Rawls’s informal presentation Notes for September 24, 2012

Main points

We discussed the informal presentation of Rawls’s ideas and some questions we had about it.

Indexes

In particular, we touched on some problems with composing an index of what Rawls called the Primary Social Goods. We need such a thing to tell us whether a given distribution of goods would truly maximize the position of the worst off class or not. This was the point of the example of the new factory: until we have an index that tells us how to compare higher wages with lower health, we can’t tell whether a new factory would help or harm the people who live and work near it.

You can see how Rawls handled this on pp. 97f.

Future generations

We also briefly touched on the problem of future generations. This is a problem because the parties in the Original Position have no interest in the members of future generations. So they won’t agree that they are required to save for the future. In my opinion, Rawls should have just accepted this: it is not unjust for a poorer generation to refuse to save for a wealthier one. This does not mean that no society will save for the future. As Akshata pointed out, people typically care quite a lot about their descendants; they want to save for the future. It just means that it would not be unjust if they did not do so.

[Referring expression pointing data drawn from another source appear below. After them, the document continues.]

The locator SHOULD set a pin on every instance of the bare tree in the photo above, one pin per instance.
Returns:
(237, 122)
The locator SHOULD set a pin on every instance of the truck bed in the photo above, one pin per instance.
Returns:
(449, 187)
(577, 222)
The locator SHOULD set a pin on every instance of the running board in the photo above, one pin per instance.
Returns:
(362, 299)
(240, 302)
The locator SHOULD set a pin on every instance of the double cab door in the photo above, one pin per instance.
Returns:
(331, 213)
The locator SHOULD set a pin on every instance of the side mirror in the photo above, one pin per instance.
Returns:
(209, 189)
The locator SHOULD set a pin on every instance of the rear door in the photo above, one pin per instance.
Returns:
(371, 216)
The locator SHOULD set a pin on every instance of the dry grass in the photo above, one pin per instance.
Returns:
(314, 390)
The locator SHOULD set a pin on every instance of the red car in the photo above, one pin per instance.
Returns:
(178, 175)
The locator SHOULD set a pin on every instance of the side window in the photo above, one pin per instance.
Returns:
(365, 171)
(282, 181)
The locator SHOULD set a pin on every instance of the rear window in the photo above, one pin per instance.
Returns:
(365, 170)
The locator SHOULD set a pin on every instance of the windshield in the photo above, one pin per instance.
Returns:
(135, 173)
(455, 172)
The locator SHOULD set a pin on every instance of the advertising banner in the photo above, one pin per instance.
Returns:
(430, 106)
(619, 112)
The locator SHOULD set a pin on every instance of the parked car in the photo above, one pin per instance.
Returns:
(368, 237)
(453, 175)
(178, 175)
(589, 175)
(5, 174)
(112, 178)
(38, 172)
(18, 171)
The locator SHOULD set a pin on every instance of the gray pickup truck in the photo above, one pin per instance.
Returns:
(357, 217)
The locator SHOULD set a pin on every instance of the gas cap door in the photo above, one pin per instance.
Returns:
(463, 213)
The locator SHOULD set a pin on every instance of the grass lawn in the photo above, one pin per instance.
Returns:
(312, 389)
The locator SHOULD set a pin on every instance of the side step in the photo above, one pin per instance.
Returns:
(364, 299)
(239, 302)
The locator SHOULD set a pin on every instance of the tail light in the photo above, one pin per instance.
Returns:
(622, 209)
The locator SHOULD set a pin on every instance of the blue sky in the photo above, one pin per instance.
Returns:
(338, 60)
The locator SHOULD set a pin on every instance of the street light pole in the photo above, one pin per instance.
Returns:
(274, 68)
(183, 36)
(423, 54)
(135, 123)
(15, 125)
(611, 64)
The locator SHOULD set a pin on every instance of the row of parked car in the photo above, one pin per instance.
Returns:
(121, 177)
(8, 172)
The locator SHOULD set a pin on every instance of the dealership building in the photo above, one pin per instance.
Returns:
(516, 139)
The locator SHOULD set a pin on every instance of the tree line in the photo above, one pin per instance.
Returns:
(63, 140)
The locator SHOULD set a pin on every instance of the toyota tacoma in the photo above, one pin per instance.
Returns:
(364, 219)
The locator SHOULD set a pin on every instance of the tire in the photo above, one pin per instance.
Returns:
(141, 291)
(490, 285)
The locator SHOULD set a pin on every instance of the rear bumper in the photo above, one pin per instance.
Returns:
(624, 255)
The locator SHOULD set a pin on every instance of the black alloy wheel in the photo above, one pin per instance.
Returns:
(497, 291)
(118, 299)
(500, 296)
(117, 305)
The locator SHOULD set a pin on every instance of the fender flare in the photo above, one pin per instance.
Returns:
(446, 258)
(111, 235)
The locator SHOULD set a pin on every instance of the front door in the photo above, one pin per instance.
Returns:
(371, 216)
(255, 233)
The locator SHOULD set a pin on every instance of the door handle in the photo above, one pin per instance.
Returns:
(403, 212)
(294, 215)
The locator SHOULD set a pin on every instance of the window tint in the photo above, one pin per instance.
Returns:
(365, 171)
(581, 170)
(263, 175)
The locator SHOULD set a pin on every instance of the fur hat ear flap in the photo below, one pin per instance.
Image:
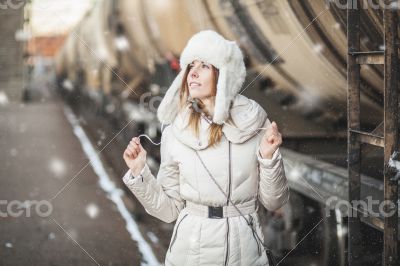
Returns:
(169, 106)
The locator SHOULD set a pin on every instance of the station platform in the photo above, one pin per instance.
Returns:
(78, 222)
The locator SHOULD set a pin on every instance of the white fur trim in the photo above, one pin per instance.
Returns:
(210, 47)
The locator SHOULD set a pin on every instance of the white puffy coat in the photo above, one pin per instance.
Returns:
(204, 241)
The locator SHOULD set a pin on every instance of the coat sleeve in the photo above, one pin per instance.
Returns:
(159, 196)
(273, 185)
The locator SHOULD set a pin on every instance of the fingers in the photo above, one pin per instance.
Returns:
(133, 149)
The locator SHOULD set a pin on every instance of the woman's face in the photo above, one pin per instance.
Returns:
(199, 79)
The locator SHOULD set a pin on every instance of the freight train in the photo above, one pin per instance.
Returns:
(117, 63)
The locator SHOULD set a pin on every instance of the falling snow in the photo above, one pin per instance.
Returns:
(92, 210)
(57, 167)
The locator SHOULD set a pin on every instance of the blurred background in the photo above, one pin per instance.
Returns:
(80, 78)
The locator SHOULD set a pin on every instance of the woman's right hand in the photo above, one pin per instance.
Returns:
(135, 156)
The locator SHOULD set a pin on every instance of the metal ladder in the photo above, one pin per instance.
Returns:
(386, 135)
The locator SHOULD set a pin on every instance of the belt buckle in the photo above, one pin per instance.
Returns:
(215, 212)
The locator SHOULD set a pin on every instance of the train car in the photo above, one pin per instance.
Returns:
(295, 52)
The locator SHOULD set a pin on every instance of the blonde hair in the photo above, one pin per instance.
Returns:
(194, 117)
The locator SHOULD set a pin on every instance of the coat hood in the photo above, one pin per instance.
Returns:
(247, 116)
(226, 56)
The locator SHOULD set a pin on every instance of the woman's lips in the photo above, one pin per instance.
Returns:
(194, 84)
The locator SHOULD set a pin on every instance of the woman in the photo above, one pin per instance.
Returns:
(215, 164)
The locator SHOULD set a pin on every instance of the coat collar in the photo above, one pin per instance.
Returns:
(247, 116)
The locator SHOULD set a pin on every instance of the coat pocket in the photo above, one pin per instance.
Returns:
(176, 232)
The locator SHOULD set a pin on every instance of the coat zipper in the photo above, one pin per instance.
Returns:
(176, 232)
(227, 203)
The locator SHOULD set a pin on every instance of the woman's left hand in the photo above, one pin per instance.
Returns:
(271, 141)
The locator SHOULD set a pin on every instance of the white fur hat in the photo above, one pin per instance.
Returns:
(212, 48)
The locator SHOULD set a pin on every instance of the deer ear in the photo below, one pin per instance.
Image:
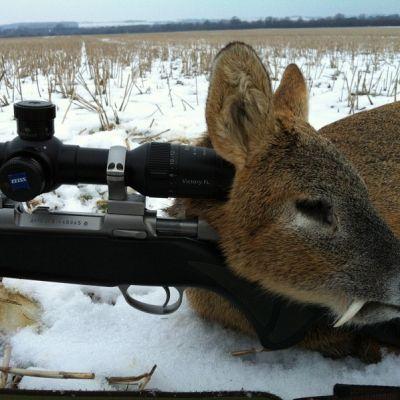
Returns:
(291, 97)
(239, 110)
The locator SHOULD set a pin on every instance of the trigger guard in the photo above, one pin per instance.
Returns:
(152, 308)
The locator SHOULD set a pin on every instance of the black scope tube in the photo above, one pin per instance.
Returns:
(153, 169)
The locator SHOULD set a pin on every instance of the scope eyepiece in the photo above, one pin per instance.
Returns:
(35, 119)
(37, 162)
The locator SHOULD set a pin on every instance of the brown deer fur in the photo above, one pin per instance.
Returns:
(281, 160)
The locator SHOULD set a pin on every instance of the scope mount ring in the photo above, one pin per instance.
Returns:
(116, 173)
(153, 308)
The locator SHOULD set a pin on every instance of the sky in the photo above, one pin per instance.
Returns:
(161, 10)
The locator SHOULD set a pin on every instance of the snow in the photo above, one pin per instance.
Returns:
(108, 337)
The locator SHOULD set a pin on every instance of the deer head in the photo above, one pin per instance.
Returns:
(298, 220)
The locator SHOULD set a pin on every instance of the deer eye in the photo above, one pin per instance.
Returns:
(319, 209)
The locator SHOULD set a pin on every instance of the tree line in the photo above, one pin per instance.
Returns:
(339, 20)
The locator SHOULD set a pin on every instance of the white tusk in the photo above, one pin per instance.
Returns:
(353, 309)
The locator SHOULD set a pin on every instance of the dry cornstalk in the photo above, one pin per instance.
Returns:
(151, 138)
(145, 378)
(240, 353)
(6, 364)
(47, 374)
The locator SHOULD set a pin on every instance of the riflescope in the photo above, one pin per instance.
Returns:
(36, 162)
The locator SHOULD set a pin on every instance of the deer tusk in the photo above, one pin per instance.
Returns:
(353, 309)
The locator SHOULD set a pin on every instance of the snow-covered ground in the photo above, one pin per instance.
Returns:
(108, 337)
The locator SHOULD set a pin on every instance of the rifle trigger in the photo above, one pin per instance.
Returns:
(167, 296)
(153, 308)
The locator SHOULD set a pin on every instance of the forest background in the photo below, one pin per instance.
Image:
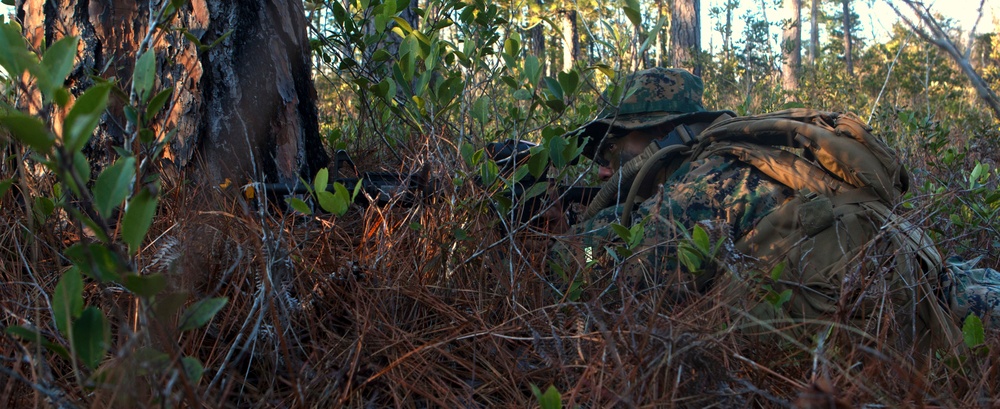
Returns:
(137, 271)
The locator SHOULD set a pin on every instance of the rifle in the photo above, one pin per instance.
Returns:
(380, 188)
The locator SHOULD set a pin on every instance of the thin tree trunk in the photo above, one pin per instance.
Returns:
(791, 45)
(814, 32)
(536, 35)
(848, 42)
(244, 110)
(939, 37)
(685, 35)
(571, 39)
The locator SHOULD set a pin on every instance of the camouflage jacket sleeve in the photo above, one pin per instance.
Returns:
(722, 195)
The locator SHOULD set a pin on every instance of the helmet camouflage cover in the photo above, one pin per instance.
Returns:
(652, 97)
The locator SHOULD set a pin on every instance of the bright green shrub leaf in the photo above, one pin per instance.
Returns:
(327, 201)
(321, 180)
(972, 331)
(84, 117)
(112, 185)
(146, 286)
(139, 214)
(700, 238)
(557, 145)
(144, 75)
(551, 399)
(569, 81)
(91, 336)
(192, 368)
(96, 261)
(481, 110)
(201, 313)
(30, 131)
(67, 301)
(554, 87)
(298, 205)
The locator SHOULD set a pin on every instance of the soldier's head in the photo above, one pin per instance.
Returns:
(656, 100)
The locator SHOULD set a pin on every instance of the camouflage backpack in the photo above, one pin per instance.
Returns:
(846, 255)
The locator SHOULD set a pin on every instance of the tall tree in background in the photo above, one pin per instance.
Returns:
(848, 41)
(791, 46)
(814, 32)
(242, 108)
(570, 37)
(685, 34)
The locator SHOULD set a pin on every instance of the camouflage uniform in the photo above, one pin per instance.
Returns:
(724, 196)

As you can see in §44, Rawls had to make a similar assumption about human motivation to come to the conclusion that it would be unjust for one generation to fail to save for the next. His position would probably seem more appealing if instead of talking about benefitting a future generation we talked about not harming one. For example, if we owe nothing to the future, then there’s nothing wrong with poisoning the air and water. It’s one thing to say that we are morally permitted to save for the future or not depending on whether we want to do so. It’s another to say that we are allowed to poison the future if that suits us.

However, once we start thinking about those sorts of examples, Rawls’s solution to the problem won’t seem very appealing. It’s just as bad to poison people three generations away as it is to poison people two generations away. But the motivational assumption Rawls makes only covers two generations after the one represented in the Original Position. So there’s no reason why the parties would care about setting up an environmental catastrophe that only starts to hurt people in the third generation after their own.